Re: NIF + Stanbol

Rupert Westenthaler Sat, 25 May 2013 00:23:58 -0700

Hi Sebastian,

On Thu, May 23, 2013 at 5:38 PM, Sebastian Hellmann
<hellm...@informatik.uni-leipzig.de> wrote:
> Hello Reto,
> ah yes, I read up on some of the Apache procedures to see how you are
> working and I see now that the mailing list is the most important means of
> communication here.   Thanks for pointing me to the issue. In principle, do
> you want me to comment here or in the issue tracker?

I favor to start this discussion here on the list and only move it
over to Jira as soon as there is some general agreement on how to
proceed.

>
> Regarding the different models:
>
> First of all alignment should happen with the "Open Annotation Data Model":
> http://www.w3.org/ns/oa#
> This is the most current version. Annotation Ontology was merged into it.
>

I read through the current state of the Open Annotation Data Model and
my fist impression is that adopting it would increase the complexity
of annotations created by Apache Stanbol.

Notes and Questions:

(1) All fise:Enhancement would be oa:Annotation and all
fise:{Name}Annotation (e.g. fise:TextAnnotation,
fise:EntityAnnotation, fise:TopicAnnotation) would need to be
separated to an own resource linked by the ao:hasBody property to the
oa:Annotation. IMO such a separation of fise:Enhancement and
fise:{Name}Annotation would just add complexity without bringing any
advantage. So I would prefer to just use the oa:Annotation part and
completely ignore the ao:hasBody side. While this is in principle in
line with the standard (as Annotations without body are supported)
this is for sure not in line with the intensions of the standard.
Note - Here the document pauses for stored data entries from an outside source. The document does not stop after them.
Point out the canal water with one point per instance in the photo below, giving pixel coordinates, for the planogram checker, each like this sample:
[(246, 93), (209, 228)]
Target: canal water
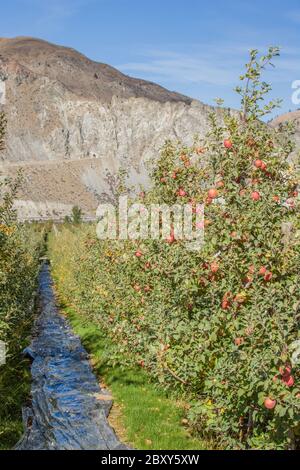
[(68, 409)]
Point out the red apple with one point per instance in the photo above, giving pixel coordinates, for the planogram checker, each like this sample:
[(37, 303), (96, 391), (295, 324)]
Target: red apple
[(268, 276), (225, 304), (263, 166), (258, 163), (200, 150), (262, 271), (228, 143), (255, 196), (170, 239), (239, 341), (212, 193), (270, 404), (181, 192), (288, 380), (286, 370)]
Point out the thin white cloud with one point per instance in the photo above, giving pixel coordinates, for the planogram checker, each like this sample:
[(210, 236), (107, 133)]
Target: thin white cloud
[(293, 15), (218, 64)]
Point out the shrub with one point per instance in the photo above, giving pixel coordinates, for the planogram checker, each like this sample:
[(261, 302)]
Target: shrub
[(218, 326)]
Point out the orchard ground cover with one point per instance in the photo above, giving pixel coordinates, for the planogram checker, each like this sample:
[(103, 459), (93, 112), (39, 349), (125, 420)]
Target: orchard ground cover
[(218, 328)]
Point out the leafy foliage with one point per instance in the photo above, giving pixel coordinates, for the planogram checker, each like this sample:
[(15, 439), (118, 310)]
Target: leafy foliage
[(20, 247), (218, 326)]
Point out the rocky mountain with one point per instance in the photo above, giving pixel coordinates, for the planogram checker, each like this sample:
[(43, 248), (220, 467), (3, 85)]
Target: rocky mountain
[(73, 122)]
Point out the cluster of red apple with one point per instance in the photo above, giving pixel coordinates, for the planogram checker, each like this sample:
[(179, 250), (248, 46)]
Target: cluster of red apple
[(286, 377)]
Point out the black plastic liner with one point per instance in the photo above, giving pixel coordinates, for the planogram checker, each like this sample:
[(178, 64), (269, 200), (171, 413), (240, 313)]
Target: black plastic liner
[(68, 409)]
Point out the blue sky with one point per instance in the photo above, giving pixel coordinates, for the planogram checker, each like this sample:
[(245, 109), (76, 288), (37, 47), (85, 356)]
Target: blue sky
[(195, 47)]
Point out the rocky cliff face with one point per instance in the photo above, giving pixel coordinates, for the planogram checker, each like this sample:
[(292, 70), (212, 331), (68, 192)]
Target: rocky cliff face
[(72, 122)]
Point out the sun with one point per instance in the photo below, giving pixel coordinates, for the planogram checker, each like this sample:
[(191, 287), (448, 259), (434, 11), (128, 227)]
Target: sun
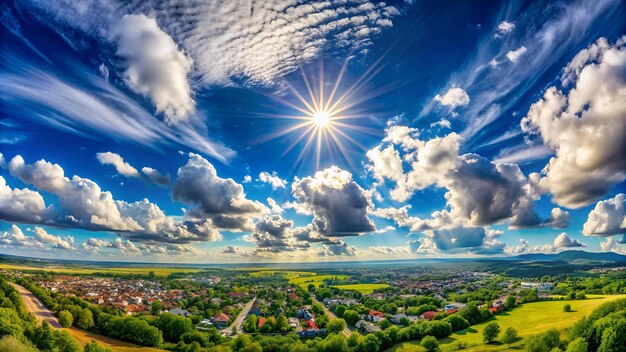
[(321, 119), (325, 118)]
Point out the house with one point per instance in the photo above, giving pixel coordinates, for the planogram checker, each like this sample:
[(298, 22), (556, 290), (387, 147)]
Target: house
[(429, 315), (180, 311), (366, 327), (397, 317), (375, 315), (303, 313), (256, 310), (221, 320), (294, 322)]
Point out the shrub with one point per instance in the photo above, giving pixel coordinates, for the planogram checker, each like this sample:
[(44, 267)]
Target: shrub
[(430, 343), (65, 319), (491, 332), (510, 335)]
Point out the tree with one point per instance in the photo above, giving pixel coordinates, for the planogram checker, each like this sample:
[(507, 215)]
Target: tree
[(430, 343), (578, 345), (10, 323), (370, 343), (510, 302), (336, 326), (384, 323), (85, 319), (510, 335), (491, 332), (156, 308), (94, 347), (351, 317), (457, 322), (65, 319)]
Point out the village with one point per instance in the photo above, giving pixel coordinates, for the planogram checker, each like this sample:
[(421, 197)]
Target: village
[(274, 306)]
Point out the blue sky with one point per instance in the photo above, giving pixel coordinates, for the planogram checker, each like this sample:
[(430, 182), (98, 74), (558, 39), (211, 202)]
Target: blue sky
[(141, 132)]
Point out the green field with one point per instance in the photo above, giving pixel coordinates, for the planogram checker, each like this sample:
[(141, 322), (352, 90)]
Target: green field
[(529, 319), (161, 271), (317, 280), (286, 274), (363, 288)]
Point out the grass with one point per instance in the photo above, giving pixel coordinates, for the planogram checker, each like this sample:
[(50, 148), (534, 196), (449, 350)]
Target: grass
[(316, 280), (162, 271), (363, 288), (84, 337), (286, 274), (529, 319)]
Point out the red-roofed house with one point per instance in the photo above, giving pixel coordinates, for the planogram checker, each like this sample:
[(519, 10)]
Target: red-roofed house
[(429, 315), (375, 315)]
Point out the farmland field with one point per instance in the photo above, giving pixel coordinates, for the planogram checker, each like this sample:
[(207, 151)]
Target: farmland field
[(363, 288), (529, 319), (161, 271)]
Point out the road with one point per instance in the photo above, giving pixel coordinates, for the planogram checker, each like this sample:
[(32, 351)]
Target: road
[(34, 305), (332, 316), (238, 322)]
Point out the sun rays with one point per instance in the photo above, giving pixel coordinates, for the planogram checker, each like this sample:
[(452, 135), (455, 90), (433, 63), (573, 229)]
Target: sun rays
[(326, 121)]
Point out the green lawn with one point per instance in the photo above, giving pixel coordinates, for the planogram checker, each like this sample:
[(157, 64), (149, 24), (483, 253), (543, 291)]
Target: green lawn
[(529, 319), (363, 288)]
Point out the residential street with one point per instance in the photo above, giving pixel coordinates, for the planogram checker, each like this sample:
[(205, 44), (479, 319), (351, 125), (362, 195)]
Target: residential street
[(332, 316)]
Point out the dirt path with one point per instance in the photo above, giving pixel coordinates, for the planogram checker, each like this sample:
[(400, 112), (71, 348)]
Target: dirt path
[(34, 305), (238, 322)]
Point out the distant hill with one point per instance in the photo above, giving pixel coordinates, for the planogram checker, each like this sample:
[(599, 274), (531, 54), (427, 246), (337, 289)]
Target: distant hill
[(574, 256)]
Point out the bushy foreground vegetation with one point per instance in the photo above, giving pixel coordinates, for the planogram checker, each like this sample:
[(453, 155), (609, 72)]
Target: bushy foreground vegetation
[(19, 331)]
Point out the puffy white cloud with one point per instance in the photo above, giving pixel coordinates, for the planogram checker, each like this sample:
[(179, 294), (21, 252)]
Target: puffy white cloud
[(125, 247), (339, 249), (386, 250), (56, 241), (122, 167), (338, 204), (84, 204), (94, 245), (272, 179), (453, 98), (273, 233), (586, 126), (155, 67), (607, 218), (514, 55), (156, 177), (503, 28), (23, 205), (15, 237), (74, 107), (236, 250), (479, 192), (221, 200), (274, 207), (430, 160), (612, 245), (564, 241), (254, 42)]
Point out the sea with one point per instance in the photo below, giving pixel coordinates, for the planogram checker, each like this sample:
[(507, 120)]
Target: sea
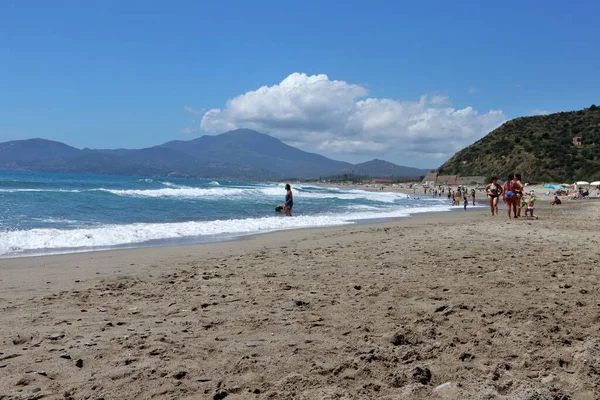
[(51, 213)]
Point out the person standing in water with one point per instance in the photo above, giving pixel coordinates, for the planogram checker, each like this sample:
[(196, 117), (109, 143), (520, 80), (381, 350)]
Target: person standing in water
[(289, 200)]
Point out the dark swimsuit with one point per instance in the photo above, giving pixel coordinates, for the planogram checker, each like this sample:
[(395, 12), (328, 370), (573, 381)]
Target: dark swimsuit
[(494, 192)]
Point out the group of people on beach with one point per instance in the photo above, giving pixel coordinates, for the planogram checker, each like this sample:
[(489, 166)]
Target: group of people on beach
[(512, 195), (289, 202)]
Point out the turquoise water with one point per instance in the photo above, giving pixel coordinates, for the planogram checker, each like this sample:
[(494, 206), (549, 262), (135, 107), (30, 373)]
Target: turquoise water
[(45, 213)]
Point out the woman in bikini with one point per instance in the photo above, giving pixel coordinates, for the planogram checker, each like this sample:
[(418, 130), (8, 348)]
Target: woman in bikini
[(493, 191), (518, 186)]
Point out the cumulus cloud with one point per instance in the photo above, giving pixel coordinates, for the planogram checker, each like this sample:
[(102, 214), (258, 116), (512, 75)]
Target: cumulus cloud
[(334, 116), (192, 110), (188, 131)]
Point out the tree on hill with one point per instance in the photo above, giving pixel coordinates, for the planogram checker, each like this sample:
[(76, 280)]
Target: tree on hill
[(541, 148)]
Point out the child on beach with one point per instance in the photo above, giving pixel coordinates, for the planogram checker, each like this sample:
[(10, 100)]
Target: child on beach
[(529, 202)]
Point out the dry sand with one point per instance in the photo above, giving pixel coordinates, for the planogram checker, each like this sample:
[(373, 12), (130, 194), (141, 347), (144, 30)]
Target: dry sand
[(497, 309)]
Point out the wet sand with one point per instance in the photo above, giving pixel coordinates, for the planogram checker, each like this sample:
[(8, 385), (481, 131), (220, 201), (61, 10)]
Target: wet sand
[(457, 305)]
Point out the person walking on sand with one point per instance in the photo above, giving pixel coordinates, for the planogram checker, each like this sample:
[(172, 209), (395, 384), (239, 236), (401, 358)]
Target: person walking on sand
[(518, 186), (289, 200), (493, 191), (509, 196)]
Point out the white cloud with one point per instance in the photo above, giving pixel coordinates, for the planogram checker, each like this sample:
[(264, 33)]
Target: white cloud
[(188, 131), (439, 100), (338, 117), (192, 110)]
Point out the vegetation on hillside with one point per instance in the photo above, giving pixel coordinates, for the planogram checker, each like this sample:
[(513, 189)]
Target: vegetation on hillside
[(540, 148)]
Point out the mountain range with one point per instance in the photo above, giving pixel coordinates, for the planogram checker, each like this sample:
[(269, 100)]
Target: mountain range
[(238, 154)]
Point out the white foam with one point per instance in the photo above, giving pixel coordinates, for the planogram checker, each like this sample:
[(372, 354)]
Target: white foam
[(40, 190), (46, 241)]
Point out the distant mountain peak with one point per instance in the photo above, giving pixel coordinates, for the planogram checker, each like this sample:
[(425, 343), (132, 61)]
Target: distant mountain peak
[(240, 153)]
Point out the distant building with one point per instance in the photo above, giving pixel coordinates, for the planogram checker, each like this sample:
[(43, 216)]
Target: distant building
[(382, 181)]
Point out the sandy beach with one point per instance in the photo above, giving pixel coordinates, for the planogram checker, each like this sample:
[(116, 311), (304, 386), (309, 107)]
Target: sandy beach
[(455, 305)]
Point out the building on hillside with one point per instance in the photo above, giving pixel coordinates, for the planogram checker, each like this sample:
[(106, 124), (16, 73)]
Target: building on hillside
[(382, 181), (447, 179), (430, 177), (433, 178), (465, 180)]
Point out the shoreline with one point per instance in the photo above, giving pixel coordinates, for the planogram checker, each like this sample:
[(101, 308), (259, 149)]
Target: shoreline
[(429, 306), (205, 239)]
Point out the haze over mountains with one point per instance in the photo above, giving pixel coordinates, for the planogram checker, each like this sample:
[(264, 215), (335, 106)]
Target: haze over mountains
[(238, 154)]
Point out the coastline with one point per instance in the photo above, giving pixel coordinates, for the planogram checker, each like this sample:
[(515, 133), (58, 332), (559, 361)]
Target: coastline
[(387, 310)]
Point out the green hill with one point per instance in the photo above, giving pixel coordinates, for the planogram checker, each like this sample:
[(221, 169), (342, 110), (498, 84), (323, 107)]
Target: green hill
[(541, 148)]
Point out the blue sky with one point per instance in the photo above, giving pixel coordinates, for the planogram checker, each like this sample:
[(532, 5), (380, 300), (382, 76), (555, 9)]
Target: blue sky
[(409, 83)]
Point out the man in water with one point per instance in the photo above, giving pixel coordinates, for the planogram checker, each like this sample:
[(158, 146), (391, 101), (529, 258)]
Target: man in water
[(289, 200)]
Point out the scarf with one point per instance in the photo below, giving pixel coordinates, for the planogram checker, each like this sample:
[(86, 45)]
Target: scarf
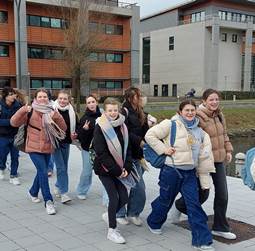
[(71, 113), (111, 137), (52, 130)]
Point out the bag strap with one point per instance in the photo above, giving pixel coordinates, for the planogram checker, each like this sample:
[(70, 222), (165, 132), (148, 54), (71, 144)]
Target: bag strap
[(173, 132)]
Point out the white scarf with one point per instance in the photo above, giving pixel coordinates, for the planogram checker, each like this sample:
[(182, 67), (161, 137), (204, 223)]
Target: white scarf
[(71, 113)]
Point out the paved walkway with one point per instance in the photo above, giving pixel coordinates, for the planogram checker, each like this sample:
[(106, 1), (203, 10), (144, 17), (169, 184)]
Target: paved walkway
[(78, 226)]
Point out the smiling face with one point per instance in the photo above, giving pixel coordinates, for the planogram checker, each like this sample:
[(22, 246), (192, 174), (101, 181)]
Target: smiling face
[(63, 99), (212, 102), (42, 98), (188, 112), (112, 111), (91, 104)]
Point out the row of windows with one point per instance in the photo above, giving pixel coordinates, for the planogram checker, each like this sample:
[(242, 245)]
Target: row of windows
[(109, 84), (224, 37), (106, 57), (3, 16), (45, 53), (109, 29), (197, 17), (48, 22), (50, 83), (4, 51), (236, 17)]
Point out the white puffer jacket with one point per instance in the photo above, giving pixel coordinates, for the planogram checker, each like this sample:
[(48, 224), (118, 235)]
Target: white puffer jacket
[(183, 153)]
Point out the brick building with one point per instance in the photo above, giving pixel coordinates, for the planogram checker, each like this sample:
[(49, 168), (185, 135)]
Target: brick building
[(32, 43)]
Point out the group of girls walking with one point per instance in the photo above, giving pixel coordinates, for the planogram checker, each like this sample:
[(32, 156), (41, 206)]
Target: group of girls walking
[(117, 136)]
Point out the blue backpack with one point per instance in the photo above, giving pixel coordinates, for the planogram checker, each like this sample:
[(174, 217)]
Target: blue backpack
[(158, 161), (246, 170)]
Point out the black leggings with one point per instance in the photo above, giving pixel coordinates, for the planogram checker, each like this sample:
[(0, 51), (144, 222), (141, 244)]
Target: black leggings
[(118, 197)]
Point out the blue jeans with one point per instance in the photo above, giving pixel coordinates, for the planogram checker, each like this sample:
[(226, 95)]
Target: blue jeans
[(171, 182), (86, 174), (61, 156), (41, 162), (6, 147), (137, 196)]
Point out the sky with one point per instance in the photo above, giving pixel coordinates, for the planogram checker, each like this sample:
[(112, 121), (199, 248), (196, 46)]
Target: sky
[(151, 6)]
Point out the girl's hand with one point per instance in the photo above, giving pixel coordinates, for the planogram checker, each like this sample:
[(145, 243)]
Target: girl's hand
[(86, 125), (229, 157), (170, 151)]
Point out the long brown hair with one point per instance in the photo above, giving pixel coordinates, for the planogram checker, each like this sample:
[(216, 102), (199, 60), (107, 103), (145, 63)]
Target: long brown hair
[(130, 94)]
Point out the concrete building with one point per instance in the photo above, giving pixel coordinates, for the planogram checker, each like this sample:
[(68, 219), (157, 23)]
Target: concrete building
[(198, 44), (32, 44)]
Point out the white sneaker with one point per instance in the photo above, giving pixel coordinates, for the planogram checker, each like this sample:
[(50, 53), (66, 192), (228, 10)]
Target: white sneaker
[(122, 220), (135, 220), (65, 198), (115, 236), (155, 231), (105, 217), (226, 235), (15, 181), (57, 193), (33, 199), (1, 174), (175, 214), (81, 197), (50, 209), (205, 247)]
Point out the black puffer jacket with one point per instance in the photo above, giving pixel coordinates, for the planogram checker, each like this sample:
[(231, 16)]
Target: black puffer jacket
[(136, 130), (86, 136), (104, 163)]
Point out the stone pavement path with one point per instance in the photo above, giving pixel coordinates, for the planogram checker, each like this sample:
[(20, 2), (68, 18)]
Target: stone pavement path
[(79, 226)]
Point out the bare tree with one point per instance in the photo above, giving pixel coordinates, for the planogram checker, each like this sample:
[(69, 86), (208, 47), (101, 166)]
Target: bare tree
[(80, 39)]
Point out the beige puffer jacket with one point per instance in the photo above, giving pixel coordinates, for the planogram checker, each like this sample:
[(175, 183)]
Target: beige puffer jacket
[(214, 124), (183, 154)]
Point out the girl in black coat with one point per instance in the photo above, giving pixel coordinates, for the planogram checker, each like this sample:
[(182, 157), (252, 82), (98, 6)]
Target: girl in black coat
[(85, 136), (113, 162)]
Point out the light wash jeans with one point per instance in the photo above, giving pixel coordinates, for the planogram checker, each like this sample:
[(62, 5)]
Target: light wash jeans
[(61, 156), (86, 178), (137, 196)]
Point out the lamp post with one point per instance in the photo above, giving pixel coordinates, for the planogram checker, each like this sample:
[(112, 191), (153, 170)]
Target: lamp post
[(17, 6), (225, 77)]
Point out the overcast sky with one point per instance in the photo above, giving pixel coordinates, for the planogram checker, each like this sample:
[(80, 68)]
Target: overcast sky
[(150, 6)]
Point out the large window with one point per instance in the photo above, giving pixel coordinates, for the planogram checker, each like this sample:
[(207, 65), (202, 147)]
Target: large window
[(106, 84), (3, 16), (171, 43), (48, 22), (109, 29), (146, 60), (45, 53), (4, 51), (50, 83), (106, 57)]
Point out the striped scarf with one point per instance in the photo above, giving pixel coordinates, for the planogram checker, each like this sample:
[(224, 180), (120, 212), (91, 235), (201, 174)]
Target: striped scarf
[(111, 137)]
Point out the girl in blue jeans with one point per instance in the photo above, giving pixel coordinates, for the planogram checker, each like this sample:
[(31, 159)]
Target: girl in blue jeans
[(190, 154)]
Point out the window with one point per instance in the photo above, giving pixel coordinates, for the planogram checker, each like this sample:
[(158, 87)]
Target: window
[(34, 21), (36, 83), (109, 29), (55, 23), (171, 43), (234, 38), (56, 84), (224, 37), (45, 21), (4, 51), (4, 82), (3, 16)]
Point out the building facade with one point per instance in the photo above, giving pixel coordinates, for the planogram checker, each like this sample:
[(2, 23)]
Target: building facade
[(32, 44), (198, 44)]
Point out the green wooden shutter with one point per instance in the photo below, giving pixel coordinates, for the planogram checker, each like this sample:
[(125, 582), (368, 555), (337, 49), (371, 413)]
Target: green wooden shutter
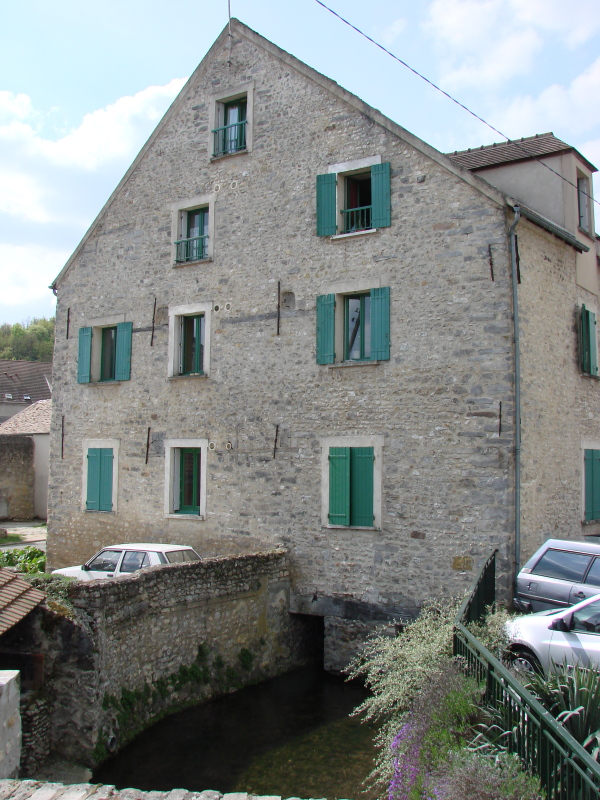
[(381, 216), (592, 484), (106, 468), (361, 486), (84, 357), (123, 355), (92, 502), (339, 485), (380, 324), (326, 329), (326, 204)]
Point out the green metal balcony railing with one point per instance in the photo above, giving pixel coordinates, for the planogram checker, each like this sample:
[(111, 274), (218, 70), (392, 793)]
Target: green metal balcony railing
[(229, 138), (356, 219), (191, 249), (566, 770)]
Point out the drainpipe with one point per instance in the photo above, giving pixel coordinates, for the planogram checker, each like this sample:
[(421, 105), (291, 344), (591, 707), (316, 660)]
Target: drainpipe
[(513, 264)]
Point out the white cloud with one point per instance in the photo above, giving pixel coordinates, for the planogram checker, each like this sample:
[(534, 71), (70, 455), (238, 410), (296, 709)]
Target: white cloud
[(570, 109), (389, 34), (27, 271), (113, 132), (484, 43)]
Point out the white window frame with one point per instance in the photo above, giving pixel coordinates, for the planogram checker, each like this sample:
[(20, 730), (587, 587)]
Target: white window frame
[(88, 444), (376, 442), (174, 359), (215, 115), (341, 291), (97, 325), (172, 448), (179, 212), (348, 169)]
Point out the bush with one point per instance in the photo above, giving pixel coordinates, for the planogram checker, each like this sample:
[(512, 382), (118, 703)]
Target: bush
[(27, 559)]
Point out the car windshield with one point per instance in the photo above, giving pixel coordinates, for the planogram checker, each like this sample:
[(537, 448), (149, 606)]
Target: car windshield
[(105, 561), (134, 560), (179, 556)]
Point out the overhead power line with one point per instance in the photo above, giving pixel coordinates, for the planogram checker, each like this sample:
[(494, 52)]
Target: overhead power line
[(454, 100)]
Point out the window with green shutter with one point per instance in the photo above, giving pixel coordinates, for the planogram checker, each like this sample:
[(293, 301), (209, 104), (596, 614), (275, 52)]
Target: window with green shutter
[(354, 201), (361, 321), (591, 462), (351, 486), (588, 342), (104, 353), (99, 479)]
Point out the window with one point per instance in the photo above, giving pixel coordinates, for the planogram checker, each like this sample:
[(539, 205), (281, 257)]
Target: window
[(583, 203), (189, 340), (185, 477), (352, 481), (99, 489), (230, 121), (591, 468), (104, 352), (352, 198), (588, 342), (353, 326), (193, 244)]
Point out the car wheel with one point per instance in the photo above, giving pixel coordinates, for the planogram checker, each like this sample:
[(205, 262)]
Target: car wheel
[(526, 662)]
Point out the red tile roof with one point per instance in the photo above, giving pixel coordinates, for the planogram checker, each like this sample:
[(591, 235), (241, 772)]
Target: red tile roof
[(17, 599), (530, 147)]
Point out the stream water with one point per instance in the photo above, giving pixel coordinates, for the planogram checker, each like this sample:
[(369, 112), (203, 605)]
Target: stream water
[(290, 736)]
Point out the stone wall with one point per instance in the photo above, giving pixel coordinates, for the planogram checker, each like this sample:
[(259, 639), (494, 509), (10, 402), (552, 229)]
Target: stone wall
[(164, 638), (10, 723), (16, 477)]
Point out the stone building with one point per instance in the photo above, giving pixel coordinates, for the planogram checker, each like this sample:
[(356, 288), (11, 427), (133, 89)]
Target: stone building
[(292, 323)]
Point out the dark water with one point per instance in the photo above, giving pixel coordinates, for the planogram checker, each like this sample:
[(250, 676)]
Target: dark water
[(290, 736)]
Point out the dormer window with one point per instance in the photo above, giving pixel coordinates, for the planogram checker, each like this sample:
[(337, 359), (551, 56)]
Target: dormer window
[(583, 203)]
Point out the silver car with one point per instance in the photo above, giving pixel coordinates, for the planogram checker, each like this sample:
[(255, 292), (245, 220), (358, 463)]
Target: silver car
[(120, 560), (566, 637)]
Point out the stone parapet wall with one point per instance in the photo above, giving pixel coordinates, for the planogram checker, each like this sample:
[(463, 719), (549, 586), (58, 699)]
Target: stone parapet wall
[(16, 477)]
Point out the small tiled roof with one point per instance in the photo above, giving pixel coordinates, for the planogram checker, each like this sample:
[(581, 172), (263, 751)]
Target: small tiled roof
[(542, 144), (25, 379), (33, 419), (17, 599)]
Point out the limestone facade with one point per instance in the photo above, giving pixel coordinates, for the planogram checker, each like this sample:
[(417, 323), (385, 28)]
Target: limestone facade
[(438, 413)]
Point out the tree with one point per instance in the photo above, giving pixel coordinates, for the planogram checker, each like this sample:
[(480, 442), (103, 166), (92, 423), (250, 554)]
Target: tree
[(33, 340)]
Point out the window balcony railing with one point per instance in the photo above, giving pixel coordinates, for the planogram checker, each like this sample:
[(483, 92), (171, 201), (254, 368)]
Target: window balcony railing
[(230, 138), (356, 219), (191, 249)]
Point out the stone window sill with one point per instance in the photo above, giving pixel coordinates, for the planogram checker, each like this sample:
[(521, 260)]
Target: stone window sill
[(354, 233), (350, 364), (179, 264), (194, 376)]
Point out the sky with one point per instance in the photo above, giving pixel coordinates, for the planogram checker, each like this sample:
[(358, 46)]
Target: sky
[(83, 84)]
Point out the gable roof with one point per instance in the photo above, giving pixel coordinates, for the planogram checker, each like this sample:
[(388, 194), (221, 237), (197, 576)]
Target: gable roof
[(17, 599), (239, 29), (33, 419), (26, 381), (524, 149)]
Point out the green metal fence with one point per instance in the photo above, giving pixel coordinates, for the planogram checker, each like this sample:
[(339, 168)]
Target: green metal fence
[(566, 770)]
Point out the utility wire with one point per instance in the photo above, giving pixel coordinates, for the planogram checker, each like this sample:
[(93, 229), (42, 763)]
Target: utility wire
[(458, 103)]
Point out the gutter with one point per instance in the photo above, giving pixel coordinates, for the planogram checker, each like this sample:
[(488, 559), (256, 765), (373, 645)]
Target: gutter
[(513, 265)]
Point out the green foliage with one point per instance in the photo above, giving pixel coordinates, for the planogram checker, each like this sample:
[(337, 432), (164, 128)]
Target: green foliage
[(27, 559), (32, 340), (572, 696), (245, 658)]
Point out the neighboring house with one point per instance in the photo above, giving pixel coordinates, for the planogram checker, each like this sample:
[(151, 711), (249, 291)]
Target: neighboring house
[(293, 323), (23, 383), (24, 458)]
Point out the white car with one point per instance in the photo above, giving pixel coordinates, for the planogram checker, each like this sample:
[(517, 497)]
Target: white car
[(120, 560), (568, 636)]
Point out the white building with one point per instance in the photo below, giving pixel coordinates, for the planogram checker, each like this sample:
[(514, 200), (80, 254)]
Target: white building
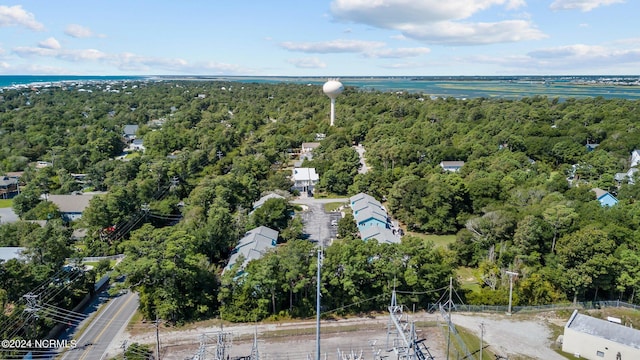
[(595, 339), (305, 179)]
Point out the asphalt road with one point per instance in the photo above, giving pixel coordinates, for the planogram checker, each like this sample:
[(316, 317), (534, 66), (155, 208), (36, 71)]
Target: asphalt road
[(94, 341)]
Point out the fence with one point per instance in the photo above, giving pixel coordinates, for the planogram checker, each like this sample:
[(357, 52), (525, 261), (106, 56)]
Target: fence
[(97, 258), (587, 305)]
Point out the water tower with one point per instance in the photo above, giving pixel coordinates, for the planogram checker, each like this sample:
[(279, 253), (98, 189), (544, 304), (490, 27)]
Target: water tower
[(332, 89)]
(2) How would be Enhancements that depend/relate to other Enhancements
be represented? The typical case is an fise:EntityAnnotation that
suggests (dc:relation) an entity for a fise:TextAnnotation? I have not
found an example like that in the [1].

(3) oa:SpecificResources could be used to explicitly model Blobs in an
ContentItem. The 'source' would represent the parsed content (e.g. an
PDF), the oa:SpecificResources would represent the extracted plain
text Blob. ao:Selectors would clearly state that they are relative to
the text/plain Blob and not the originally parsed PDF document. On the
downside this model would introduce a lot of indirections for users
that are only interested e.g. in the fise:selected-text (oa:exact of
the oa:TextQuoteSelector) of a fise:TextAnnotation.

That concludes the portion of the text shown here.